Beberapa negara—seperti China, Jerman, dan Jepang—menghadapi tarif yang bahkan lebih tinggi, hingga 50%.
Langkah-langkah ini adalah bagian dari apa yang disebut pemerintahan Trump sebagai kebijakan "tarif timbal balik", bertujuan untuk memberi tekanan pada negara-negara yang memiliki surplus perdagangan besar dengan AS.
Dampak Ekonomi
Penurunan Pasar Saham: S&P 500 kehilangan lebih dari $5 triliun dalam nilai hanya dalam dua hari. Raksasa teknologi seperti Apple dan Tesla terkena dampak berat.
Penjualan Mobil: Analis memprediksi kehilangan hampir 2 juta penjualan kendaraan di Amerika Utara tahun ini akibat harga mobil yang lebih tinggi.
Ketegangan Global: Uni Eropa dan negara-negara lain sedang mempertimbangkan tarif balasan, meningkatkan kekhawatiran akan perang dagang.
Mengapa Ini Penting
Trump mengklaim tarif ini adalah "obat" untuk ekonomi AS, bertujuan untuk:
Melindungi pekerjaan Amerika.
Meningkatkan produksi domestik.
Memberi tekanan pada negara asing untuk perjanjian perdagangan baru.

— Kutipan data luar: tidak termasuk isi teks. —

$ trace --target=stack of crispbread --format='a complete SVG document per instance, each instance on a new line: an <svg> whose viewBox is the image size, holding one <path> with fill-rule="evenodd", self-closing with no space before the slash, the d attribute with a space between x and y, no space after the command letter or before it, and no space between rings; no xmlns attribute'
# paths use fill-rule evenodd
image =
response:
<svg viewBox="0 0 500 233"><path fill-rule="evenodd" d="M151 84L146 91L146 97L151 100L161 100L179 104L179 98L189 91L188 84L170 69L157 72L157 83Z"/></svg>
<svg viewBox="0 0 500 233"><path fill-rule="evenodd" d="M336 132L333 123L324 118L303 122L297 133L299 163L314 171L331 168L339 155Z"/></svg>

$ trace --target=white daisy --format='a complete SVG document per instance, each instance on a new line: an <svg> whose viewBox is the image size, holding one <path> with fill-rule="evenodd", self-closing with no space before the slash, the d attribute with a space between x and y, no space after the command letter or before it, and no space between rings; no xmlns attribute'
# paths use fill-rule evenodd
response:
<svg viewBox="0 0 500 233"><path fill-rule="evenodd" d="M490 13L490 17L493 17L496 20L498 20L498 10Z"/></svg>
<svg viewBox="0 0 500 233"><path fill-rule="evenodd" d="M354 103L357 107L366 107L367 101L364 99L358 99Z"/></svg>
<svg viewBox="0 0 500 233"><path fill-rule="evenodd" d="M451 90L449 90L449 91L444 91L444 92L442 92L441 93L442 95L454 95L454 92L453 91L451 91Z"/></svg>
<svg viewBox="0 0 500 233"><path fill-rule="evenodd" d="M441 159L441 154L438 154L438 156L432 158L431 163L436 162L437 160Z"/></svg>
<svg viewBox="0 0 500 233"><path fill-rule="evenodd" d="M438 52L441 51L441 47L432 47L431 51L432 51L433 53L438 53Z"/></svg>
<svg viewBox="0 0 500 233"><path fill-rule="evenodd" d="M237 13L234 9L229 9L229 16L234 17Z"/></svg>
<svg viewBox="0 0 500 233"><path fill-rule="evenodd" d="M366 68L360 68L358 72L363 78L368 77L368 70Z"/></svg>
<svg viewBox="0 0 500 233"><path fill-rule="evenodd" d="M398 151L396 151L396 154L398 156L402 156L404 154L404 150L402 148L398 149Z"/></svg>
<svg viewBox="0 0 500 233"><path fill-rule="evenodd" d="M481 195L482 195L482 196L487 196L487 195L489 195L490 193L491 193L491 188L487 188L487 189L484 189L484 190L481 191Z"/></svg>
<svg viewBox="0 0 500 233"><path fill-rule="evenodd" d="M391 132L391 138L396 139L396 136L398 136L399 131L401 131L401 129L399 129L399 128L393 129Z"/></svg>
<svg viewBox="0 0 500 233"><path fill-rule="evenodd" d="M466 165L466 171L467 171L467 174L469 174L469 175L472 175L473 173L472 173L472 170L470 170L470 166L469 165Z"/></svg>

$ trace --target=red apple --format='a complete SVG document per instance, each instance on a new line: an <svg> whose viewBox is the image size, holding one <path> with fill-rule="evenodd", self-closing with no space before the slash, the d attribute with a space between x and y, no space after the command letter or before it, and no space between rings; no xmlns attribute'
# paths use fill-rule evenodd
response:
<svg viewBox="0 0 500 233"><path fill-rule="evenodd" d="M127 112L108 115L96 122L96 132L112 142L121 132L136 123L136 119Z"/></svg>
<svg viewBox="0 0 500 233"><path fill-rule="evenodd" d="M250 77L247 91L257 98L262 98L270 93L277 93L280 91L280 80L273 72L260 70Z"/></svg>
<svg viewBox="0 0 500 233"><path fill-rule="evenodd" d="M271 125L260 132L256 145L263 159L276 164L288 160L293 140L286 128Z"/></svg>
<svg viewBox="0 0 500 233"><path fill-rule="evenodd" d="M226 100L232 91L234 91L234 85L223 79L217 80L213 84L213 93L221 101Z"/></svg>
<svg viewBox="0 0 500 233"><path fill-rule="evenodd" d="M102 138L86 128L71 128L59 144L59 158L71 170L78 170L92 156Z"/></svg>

Tetapi para kritikus berpendapat:
Ini berisiko memperlambat pertumbuhan ekonomi global.
Ini merugikan konsumen Amerika melalui harga yang lebih tinggi.
Ini mengganggu pasar global.
Ingin rincian tentang bagaimana ini mungkin mempengaruhi harga sehari-hari atau industri tertentu?